Looking at current and future changes in the payment processing marketplace, the WEF research identified three potential outcomes:
1. Consolidation of the payment market
Systems designed to simplify purchasing for consumers are already removing the payments hurdle for customers, in line with the ‘on-demand economy’. Peer-to-peer foreign currency specialist WeSwap exemplifies this change; at the time of account creation, customers are encouraged to link a debit card or bank account to the service, ready for loading currency. Future currency purchases can then be completed with just a mouse click or two, with the electronic movements of money taking place seamlessly in the background.
Customers benefit from a fast, streamlined process, thanks to the removal of physical steps such as entering payment details. Meanwhile, payment providers could see direct business benefits, as default cards will enjoy an increased share of wallet, potentially affecting smaller providers’ profit margins.
Further into the future, the WEF expects vendors to offer new, innovative financing schemes that customers can take advantage of at the point of sale. This could see some credit card companies reducing market share as customers are pushed towards platforms and apps that deduct payments direct from their bank balances, or to a single payment provider by virtue of the default card setting.
Following these developments to their logical conclusion, the WEF expects there to be a reduction in the number of traditional credit card providers. Meanwhile, those that do survive the market consolidation will benefit from increased customer ‘stickiness’.
2. Fragmentation of the payment market
The second proposed scenario suggests that new digital technologies will further fragment the payment processing marketplace as digital wallets replace physical cards. These digital wallets are capable of storing a wider array of cards and account details, ready for use by the customer.

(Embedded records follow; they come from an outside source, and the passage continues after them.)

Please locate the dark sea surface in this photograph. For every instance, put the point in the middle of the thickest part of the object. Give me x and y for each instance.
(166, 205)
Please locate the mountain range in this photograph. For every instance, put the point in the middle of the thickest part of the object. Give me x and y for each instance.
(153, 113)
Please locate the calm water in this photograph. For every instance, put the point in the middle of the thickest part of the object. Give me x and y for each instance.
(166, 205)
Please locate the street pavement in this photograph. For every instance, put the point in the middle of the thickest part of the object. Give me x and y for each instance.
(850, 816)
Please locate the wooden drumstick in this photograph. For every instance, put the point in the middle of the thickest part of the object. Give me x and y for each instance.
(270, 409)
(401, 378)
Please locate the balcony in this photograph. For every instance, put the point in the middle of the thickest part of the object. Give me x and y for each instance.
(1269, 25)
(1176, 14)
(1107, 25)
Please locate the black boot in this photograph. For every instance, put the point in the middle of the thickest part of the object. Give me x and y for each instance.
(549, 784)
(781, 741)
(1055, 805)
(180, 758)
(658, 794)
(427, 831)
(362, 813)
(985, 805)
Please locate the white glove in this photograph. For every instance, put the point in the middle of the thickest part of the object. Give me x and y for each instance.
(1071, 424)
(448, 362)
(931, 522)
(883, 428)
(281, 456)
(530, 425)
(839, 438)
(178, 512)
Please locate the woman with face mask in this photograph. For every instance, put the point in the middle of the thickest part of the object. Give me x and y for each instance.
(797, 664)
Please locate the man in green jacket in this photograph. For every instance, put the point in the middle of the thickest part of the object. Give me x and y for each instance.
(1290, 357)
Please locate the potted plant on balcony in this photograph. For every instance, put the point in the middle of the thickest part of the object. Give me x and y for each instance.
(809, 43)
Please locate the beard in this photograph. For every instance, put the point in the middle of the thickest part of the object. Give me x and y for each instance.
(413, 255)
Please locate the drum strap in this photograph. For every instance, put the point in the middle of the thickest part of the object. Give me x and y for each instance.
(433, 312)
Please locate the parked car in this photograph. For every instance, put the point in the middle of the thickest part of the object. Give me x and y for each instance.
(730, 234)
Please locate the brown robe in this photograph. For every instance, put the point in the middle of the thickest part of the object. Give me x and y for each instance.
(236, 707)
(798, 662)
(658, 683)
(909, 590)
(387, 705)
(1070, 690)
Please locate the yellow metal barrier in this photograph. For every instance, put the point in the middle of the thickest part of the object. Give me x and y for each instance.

With a greater selection of options instantly available, customers will be able to select the appropriate payment platform for each transaction. The ability to ‘carry’ more cards in a digital wallet will provide customers with access to favorable interest rates, loyalty programs and greater overall control of their spending. Platforms like Google Wallet and Apple Pay can centralize payment cards, making them available across many devices ready for use any place, any time.
Further fragmentation of the payment market is also good for new start-ups; adding a new payment channel to a digital wallet is relatively simple, encouraging customer take-up, and helping new providers gain a foothold. However those providers will be forced to develop more competitive or innovative offerings if they are to attract the attention of new customers, probably by working closely with banks to improve the account linkage required. Under this scenario, incumbent providers are at greatest risk of losing out if they are unable to collaborate with leading digital wallet platforms.
3. Displacement of credit cards
Increasingly payment providers are encouraging customers to link their bank accounts with their platforms, to avoid the merchant service charges levied on credit card transactions. The WEF expects this trend to continue as digital wallet providers incentivize users to opt for bank accounts as their funding method of choice.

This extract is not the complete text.